Cogdill – Factors associated with experiencing stigma
Cogdill’s poster focused on how social determinants of health and other factors are associated with experiencing stigma for individuals experiencing a substance use disorder. Survey results indicated that that most survey participants experienced all three types of stigma: discrimination, alienation and perceived devaluation. For survey respondents, factors significantly associated with experiencing more stigma included female gender, unemployment or having an annual family income of less than $51,000.
According to the poster, the findings “can be utilized to develop targeted efforts within South Dakota including expanding workforce development opportunities for those in treatment or recovery and development of messaging for women.”
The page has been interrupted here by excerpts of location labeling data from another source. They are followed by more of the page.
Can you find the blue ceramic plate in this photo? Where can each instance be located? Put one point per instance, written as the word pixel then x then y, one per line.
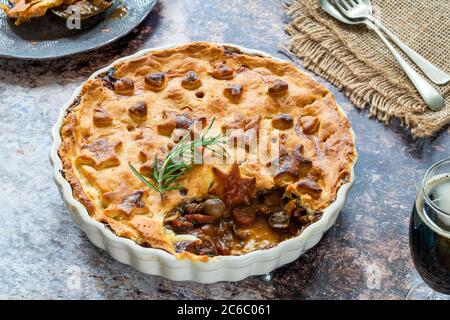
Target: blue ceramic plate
pixel 48 37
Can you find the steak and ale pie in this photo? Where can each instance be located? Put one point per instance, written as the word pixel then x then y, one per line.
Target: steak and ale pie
pixel 122 140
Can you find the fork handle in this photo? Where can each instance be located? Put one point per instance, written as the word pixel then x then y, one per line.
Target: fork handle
pixel 435 74
pixel 430 95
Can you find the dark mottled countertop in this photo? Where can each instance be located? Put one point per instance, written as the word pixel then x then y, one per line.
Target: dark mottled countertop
pixel 365 255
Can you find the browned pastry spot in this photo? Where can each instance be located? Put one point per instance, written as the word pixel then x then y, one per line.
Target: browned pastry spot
pixel 243 122
pixel 174 120
pixel 191 81
pixel 101 117
pixel 310 124
pixel 124 202
pixel 152 233
pixel 310 187
pixel 138 110
pixel 277 87
pixel 222 71
pixel 231 187
pixel 233 91
pixel 282 121
pixel 100 154
pixel 291 165
pixel 155 81
pixel 124 86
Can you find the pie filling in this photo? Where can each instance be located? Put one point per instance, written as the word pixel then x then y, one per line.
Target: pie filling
pixel 265 221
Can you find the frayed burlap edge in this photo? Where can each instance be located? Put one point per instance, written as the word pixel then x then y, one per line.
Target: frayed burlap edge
pixel 325 52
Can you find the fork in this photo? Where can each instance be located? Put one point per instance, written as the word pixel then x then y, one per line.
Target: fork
pixel 355 9
pixel 358 9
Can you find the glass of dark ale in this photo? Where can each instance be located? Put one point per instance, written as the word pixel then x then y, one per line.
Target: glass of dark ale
pixel 429 235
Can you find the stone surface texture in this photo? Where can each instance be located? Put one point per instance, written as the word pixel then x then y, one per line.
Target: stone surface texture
pixel 364 256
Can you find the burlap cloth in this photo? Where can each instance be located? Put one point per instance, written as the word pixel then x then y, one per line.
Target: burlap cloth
pixel 355 60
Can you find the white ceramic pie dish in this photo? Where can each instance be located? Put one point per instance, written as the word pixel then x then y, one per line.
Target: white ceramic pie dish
pixel 161 263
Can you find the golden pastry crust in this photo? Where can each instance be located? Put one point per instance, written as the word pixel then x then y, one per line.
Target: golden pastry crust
pixel 131 113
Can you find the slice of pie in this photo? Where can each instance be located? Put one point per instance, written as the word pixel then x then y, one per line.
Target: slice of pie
pixel 24 10
pixel 238 201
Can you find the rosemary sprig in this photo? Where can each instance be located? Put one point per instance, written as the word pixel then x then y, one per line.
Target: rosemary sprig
pixel 179 161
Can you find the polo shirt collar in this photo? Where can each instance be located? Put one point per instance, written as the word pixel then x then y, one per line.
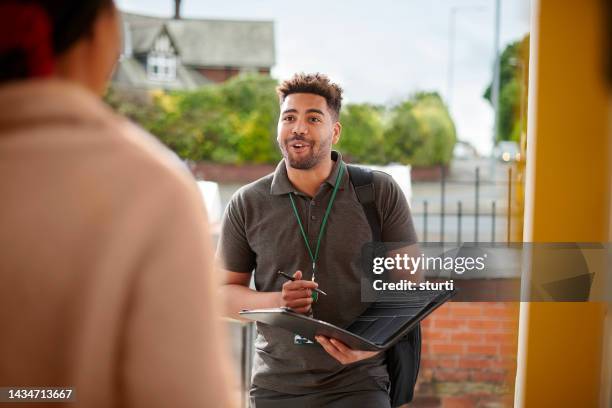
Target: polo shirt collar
pixel 282 185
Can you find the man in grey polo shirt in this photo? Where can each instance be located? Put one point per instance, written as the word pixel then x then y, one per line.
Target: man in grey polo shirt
pixel 305 219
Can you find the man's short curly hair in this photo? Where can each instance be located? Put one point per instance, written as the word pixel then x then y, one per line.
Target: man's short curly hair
pixel 318 84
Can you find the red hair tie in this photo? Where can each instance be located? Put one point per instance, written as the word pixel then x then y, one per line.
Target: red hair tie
pixel 26 27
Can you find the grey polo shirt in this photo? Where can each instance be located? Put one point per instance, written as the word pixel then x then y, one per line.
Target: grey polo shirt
pixel 260 233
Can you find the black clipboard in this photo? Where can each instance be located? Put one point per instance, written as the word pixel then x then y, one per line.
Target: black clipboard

According to Cogdill, working on this project allowed him to gain a variety of valuable skills. “I gained experience in data analysis, how to interpret real-life data and how to present my data in different ways Also, through this project, I gained experience working in a team environment.”
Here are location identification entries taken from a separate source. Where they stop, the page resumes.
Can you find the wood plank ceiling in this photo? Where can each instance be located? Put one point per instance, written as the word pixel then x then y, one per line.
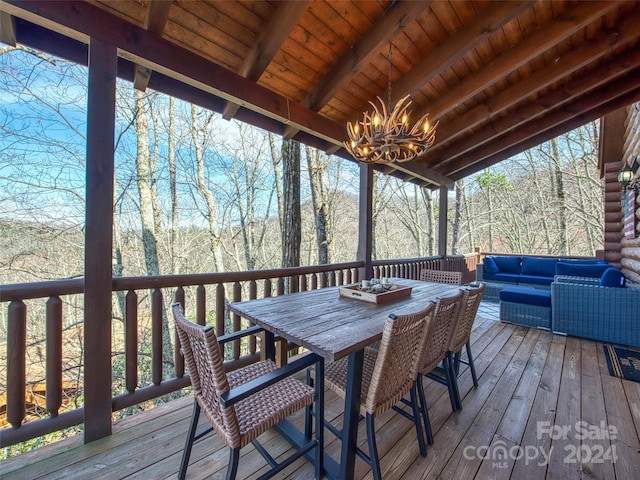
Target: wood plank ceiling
pixel 500 76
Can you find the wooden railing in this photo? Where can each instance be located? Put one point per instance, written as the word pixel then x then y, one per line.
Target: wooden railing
pixel 143 305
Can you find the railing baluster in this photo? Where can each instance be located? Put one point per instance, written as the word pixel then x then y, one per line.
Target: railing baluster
pixel 220 308
pixel 156 336
pixel 201 305
pixel 16 362
pixel 54 355
pixel 237 297
pixel 253 294
pixel 178 358
pixel 131 341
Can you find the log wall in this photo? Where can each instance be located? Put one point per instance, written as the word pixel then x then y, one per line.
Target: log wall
pixel 620 145
pixel 630 248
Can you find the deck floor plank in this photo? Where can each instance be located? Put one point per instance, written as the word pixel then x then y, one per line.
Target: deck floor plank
pixel 527 378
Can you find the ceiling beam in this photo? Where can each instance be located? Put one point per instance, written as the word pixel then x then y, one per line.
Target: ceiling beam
pixel 271 38
pixel 530 47
pixel 375 39
pixel 7 29
pixel 154 22
pixel 590 101
pixel 468 37
pixel 553 132
pixel 160 55
pixel 567 93
pixel 568 63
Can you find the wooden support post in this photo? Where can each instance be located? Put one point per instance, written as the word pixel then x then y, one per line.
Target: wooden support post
pixel 98 240
pixel 443 223
pixel 365 222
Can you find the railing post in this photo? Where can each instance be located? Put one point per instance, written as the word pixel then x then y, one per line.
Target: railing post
pixel 54 355
pixel 99 239
pixel 16 363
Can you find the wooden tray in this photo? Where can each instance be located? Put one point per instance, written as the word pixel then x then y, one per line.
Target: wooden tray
pixel 396 291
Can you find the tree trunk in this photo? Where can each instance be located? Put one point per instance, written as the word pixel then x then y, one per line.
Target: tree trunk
pixel 320 204
pixel 176 264
pixel 560 195
pixel 457 217
pixel 212 219
pixel 147 217
pixel 292 228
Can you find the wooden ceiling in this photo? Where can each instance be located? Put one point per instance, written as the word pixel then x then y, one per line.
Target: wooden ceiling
pixel 500 76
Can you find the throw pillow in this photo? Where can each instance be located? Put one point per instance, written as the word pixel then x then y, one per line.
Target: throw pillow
pixel 490 265
pixel 612 277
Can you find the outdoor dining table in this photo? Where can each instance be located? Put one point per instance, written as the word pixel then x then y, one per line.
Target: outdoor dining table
pixel 333 327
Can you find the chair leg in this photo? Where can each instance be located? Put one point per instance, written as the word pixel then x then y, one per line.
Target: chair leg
pixel 234 459
pixel 373 449
pixel 452 383
pixel 417 420
pixel 423 410
pixel 456 363
pixel 308 411
pixel 471 366
pixel 191 435
pixel 319 412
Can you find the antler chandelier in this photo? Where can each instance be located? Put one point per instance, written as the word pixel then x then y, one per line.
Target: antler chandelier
pixel 384 136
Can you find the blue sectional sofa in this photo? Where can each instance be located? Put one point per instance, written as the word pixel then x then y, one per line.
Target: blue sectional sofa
pixel 499 272
pixel 603 309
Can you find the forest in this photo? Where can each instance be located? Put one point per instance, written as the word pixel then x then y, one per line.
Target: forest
pixel 196 193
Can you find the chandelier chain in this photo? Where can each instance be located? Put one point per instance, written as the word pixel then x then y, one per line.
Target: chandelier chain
pixel 390 72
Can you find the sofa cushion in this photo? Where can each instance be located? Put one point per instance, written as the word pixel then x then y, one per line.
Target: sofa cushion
pixel 544 267
pixel 490 265
pixel 535 279
pixel 508 264
pixel 582 261
pixel 530 296
pixel 594 270
pixel 501 277
pixel 612 277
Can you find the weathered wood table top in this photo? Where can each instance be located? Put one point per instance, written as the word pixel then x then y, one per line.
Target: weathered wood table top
pixel 330 325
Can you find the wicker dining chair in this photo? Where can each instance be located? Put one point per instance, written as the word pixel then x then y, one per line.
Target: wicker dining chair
pixel 436 352
pixel 245 403
pixel 389 374
pixel 471 298
pixel 441 276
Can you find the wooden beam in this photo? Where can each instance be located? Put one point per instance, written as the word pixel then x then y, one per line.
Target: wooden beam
pixel 554 99
pixel 154 22
pixel 375 39
pixel 576 109
pixel 365 223
pixel 572 61
pixel 7 29
pixel 101 114
pixel 160 55
pixel 443 221
pixel 509 61
pixel 468 37
pixel 271 38
pixel 557 129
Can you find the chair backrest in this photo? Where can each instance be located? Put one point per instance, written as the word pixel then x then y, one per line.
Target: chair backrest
pixel 440 333
pixel 204 360
pixel 471 298
pixel 441 276
pixel 396 365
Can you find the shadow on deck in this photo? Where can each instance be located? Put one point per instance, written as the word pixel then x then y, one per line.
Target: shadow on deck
pixel 546 407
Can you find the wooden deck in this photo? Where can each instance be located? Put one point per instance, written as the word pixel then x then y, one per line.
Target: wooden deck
pixel 535 389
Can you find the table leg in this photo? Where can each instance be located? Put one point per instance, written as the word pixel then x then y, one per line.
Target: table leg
pixel 269 345
pixel 351 415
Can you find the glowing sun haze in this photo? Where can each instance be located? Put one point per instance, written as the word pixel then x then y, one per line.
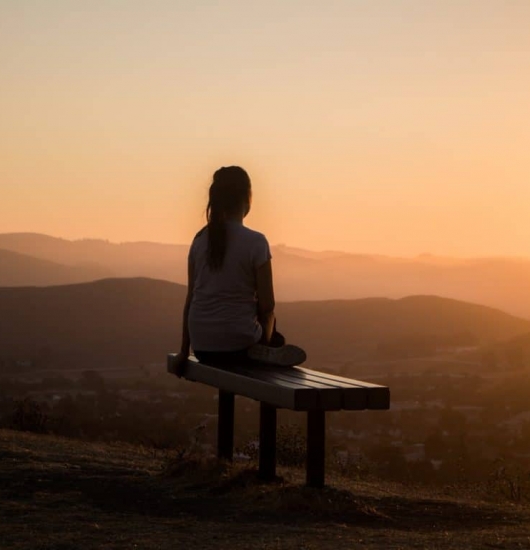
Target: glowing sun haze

Cogdill said one of his favorite parts of attending the APHA Annual Meeting and Expo was “being able to network with other public health professionals from many different places.”
Cogdill completed his Master of Public Health degree and is currently on the job hunt. In the meantime, he says he plans to continue working with the START-SD research team, including on a manuscript publication of the work he presented.
Both Schweitzer and Cogdill’s work was completed through the START-SD program. START-SD (Stigma, Treatment, Avoidance, and Recovery in Time for South Dakota) is SDSU’s program to address substance use disorder in South Dakota. The program has been ongoing since 2019. SDSU faculty members Erin Miller, Patricia Ahmed, Christopher Robbins and Aaron Hunt also played key roles in Schweitzer and Cogdill’s work.